Ein Lichtblick: Mit PFAS verunreinigtes Wasser lässt sich umweltschonend reinigen
Die „Ewigkeitschemikalie“ PFAS steckt in zahlreichen Alltagsgegenständen und gelangt dadurch unter anderem in unsere Gewässer. Nun ist es Forschenden des Fraunhofer IGB gelungen, die gesundheitsschädliche Chemikalie umweltschonend aus kontaminiertem Wasser zu entfernen.
In unserer heutigen Welt sind zahlreiche Umweltbelastungen durch menschliches Handeln entstanden. Besonders besorgniserregend ist die Verunreinigung mit der Ewigkeitschemikalie PFAS, die nicht nur unsere Böden und Gewässer betrifft, sondern sich auch in unserer Nahrungskette wiederfindet und gesundheitliche Risiken birgt. Die Entfernung dieser gefährlichen Chemikalie ist zwar möglich, aber ein aufwendiger Prozess, der zudem Sondermüll produziert. Jedoch gibt es gute Nachrichten: Forschenden am Fraunhofer-Institut für Grenzflächen- und Bioverfahrenstechnik IGB ist es gelungen, PFAS aus kontaminiertem Wasser auf eine energieeffiziente und umweltschonende Weise zu entfernen.

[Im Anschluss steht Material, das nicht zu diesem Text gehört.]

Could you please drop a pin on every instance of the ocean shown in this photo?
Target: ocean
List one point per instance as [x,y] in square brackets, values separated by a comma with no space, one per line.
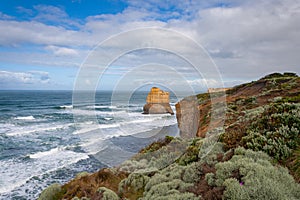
[45,139]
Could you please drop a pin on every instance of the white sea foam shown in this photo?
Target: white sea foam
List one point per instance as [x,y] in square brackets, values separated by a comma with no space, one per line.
[44,153]
[16,173]
[25,118]
[24,130]
[66,107]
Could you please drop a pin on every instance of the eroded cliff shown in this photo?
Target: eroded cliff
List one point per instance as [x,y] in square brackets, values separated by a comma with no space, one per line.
[158,102]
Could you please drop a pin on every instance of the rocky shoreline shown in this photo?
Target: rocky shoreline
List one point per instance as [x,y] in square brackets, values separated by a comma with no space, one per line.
[255,155]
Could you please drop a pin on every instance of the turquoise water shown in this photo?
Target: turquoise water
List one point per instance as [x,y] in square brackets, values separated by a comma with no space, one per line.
[45,138]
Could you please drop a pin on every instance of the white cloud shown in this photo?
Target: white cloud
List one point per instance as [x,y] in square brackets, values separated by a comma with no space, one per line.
[32,77]
[5,16]
[62,51]
[241,36]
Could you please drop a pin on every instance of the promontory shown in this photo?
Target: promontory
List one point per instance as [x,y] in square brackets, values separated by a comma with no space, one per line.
[158,102]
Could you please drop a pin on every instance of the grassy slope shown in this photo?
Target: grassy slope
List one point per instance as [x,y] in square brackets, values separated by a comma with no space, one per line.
[254,159]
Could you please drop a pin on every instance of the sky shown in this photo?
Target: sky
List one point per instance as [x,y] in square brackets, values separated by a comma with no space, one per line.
[52,44]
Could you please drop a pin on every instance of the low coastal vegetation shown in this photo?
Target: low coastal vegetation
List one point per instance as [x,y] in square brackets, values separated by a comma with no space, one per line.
[257,155]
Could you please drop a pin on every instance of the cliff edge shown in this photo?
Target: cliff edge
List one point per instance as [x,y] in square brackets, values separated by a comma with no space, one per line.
[158,102]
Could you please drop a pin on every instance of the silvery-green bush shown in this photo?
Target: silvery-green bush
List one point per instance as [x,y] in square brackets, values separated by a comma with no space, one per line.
[258,178]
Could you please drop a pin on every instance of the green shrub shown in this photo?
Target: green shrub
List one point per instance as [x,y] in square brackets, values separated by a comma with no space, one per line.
[108,194]
[164,189]
[192,173]
[134,183]
[275,131]
[250,175]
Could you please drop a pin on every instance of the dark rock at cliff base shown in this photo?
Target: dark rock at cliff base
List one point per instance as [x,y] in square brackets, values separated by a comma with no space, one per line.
[187,115]
[157,102]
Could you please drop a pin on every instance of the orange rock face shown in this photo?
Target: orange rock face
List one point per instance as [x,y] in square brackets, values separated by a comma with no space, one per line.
[156,95]
[158,102]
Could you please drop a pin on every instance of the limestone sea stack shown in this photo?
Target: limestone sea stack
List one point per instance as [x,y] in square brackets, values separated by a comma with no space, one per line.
[158,102]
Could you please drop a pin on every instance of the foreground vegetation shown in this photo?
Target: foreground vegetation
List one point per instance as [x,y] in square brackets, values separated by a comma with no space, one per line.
[257,155]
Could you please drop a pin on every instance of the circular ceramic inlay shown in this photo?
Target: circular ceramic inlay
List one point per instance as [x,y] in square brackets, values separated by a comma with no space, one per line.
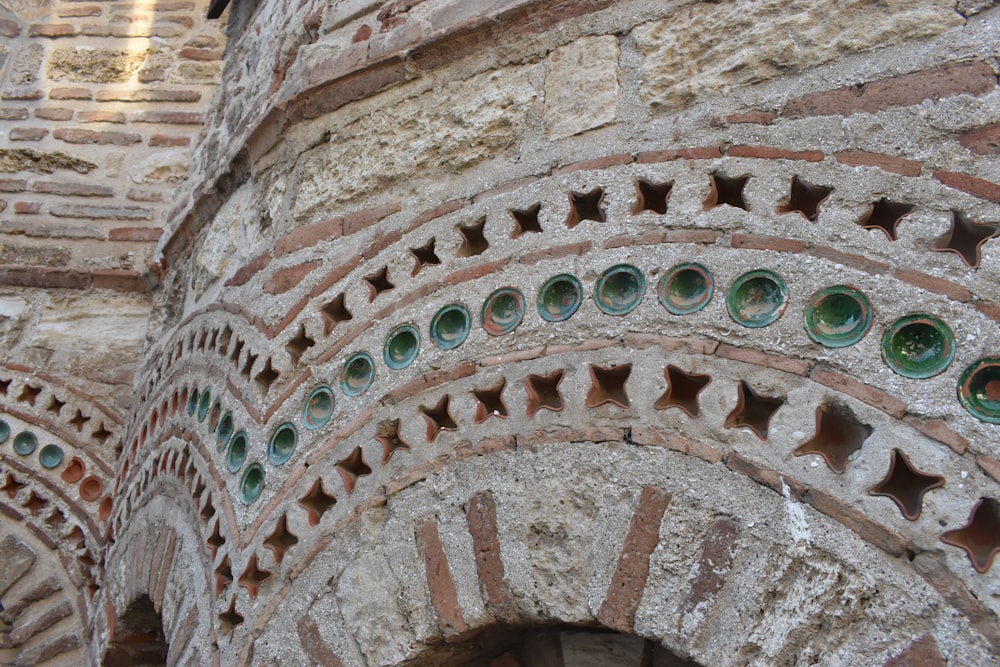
[838,316]
[686,288]
[282,443]
[918,346]
[224,432]
[619,289]
[318,407]
[50,456]
[757,298]
[559,298]
[401,347]
[25,443]
[450,326]
[252,483]
[979,389]
[236,456]
[204,404]
[358,374]
[502,311]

PFAS in vielen Alltagsgegenständen enthalten
PFAS, auch bekannt als per- und polyfluorierte Alkylverbindungen, sind eine Gruppe von über 10.000 Chemikalien, die in der Natur nicht vorkommen, sondern industriell hergestellt werden. Sie sind allerdings weit verbreitet und finden sich in vielen Alltagsgegenständen wieder. Ob in Zahnseide, Backpapier, Outdoorkleidung oder Lösch- und Pflanzenschutzmitteln – PFAS verleihen diesen Produkten wasser-, fett- und schmutzabweisende Eigenschaften, was auf den ersten Blick vorteilhaft erscheint.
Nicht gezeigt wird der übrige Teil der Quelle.